Monday, November 17, 2008

Ever on Sunday: Talk shows are not immune from the expectation of good journalism

It is simply good journalism to give viewers relevant 
background about a news source before awarding 
that talking head access to the national ear.

Sunday is the day of rest. But if you're gonna do journalism, you darn well can stir yourself to do it right. That means background, perspective, needed information to parse what those guest talking heads are saying on the talk shows.
First it was NBC's Meet the Press with Tom Brokaw as host. Then it was CBS's Face the Nation with Bob Schieffer. Finally it was a replay by CNN's Wolf Blitzer with "the last word in Sunday talk."
All brought U.S. Sen. Richard Shelby, R-Ala., onto their languid, day-of-rest airtime to oppose a bailout for the Big 3 automakers in Detroit. None of the talk show hosts apparently did their homework about the ax-grinding Mr.

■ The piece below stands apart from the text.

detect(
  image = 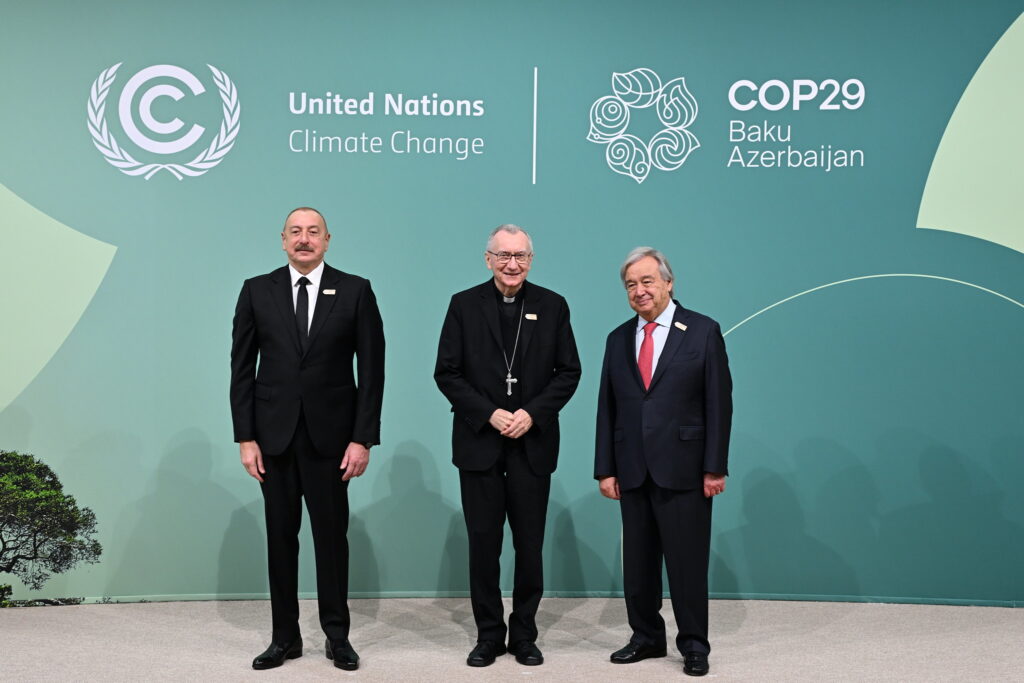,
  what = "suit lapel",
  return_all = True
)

Shelby. 
Maybe the senator is right. Maybe he's wrong. It's an important national debate regardless.
So is knowing that Sen. Shelby represents the state that calls itself the "New Detroit" with a foreign accent thicker than his Southern drawl.
Shelby's home base is Tuscaloosa, Ala. –– just up the road a piece from the new Mercedes M Class plant. 
Follow Interstate 20 east past Birmingham, and you come upon the Honda plant for Odyssey and its other vehicles manufactured in Lincoln, Ala.
Or turn south onto Interstate 65 to see the new Hyundai plant outside Montgomery.
Cruise those Interstate corridors for the supply firms, the sub-contractors and enhanced dealer showrooms that complete the Dixie-Detroit manufacturing base that would benefit from a decline in the economic prospects of the original car-building capital.
Alabama achieved its status by opposing union work forces with Right to Work Laws and providing generous financial bonuses to the overseas carmakers for locating inside its borders.  
Is Sen. Shelby so parochial as to adopt a position just to protect, enhance and extend his own state's economy? Well, let's save that discussion for a day when we also want to decide whether the pope is a Roman Catholic.
But I'll do what the network journalists did not: I will divulge in fairness that Shelby is being consistent with his opposition to bailouts generally and voted against the original $700 billion legislation to come to the aid of Wall Street.
I am not, however, debating his consistency. 
I am declaring it is simply good journalism to give viewers relevant background about a news source before awarding that talking head access to the national ear.
At stake is the franchise for the whole Sunday morning talk phenomenon.